Ne jamais considérer qu’un pouvoir devient juste simplement parce que ceux qui l’exercent furent autrefois du bon côté de la barricade.

Ne jamais renoncer à interroger le pouvoir, surtout lorsqu’il est exercé par ceux dont on a partagé les espérances.

C’est probablement cet héritage qui m’a fait penser, en observant l’évolution récente des rapports entre Bassirou Diomaye Faye et Ousmane Sonko, à une vieille catégorie de l’analyse trotskyste : Thermidor.

La comparaison est évidemment périlleuse. Le Sénégal de 2026 n’est ni la France de 1794 ni l’Union soviétique des années 1920 et 1930. Diomaye n’est pas Staline, Sonko n’est pas Trotsky et le PASTEF n’est évidemment pas le parti bolchevique.

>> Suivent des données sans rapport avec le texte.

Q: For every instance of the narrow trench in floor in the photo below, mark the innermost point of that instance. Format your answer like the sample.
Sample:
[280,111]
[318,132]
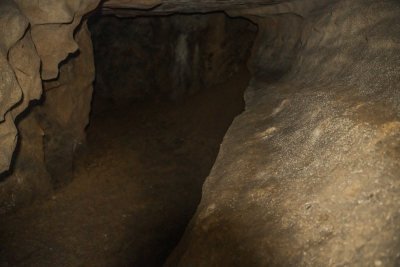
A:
[167,89]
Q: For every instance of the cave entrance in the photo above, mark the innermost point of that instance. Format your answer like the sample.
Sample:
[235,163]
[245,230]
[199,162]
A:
[167,88]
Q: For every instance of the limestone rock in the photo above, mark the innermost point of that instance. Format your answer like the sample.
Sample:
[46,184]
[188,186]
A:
[308,174]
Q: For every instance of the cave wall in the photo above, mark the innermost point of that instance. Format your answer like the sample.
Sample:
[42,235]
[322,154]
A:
[311,168]
[36,37]
[167,56]
[307,175]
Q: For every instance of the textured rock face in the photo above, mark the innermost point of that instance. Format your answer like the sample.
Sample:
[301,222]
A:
[30,42]
[153,57]
[308,175]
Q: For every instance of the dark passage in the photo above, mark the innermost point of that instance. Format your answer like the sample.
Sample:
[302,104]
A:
[166,91]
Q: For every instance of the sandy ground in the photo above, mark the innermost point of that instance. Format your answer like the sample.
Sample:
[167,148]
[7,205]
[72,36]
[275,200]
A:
[136,186]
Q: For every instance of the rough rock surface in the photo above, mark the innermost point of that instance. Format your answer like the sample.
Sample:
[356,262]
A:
[30,52]
[308,175]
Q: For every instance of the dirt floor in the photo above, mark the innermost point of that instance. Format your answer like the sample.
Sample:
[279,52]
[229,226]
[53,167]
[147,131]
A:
[136,186]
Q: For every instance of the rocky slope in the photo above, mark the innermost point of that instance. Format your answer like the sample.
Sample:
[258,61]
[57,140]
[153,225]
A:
[307,175]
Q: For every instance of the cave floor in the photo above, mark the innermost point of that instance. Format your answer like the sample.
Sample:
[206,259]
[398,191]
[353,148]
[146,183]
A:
[136,186]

Ce n’est donc pas une analogie historique que je propose.

C’est une question.

Le Sénégal est-il entré dans son moment thermidorien ?

Thermidor ou la révolution qui devient ordre

Le mot vient du 9 Thermidor an II, le 27 juillet 1794, lorsque Robespierre est renversé avant d’être guillotiné le lendemain.

Mais c’est l’usage qu’en fait Léon Trotsky qui m’intéresse ici.

Dans La Révolution trahie, publiée en 1936, Trotsky tente de comprendre un paradoxe : comment une révolution qui avait bouleversé les rapports sociaux pouvait-elle donner naissance à un système bureaucratique qui éloignait progressivement du pouvoir ceux au nom desquels elle avait été faite ?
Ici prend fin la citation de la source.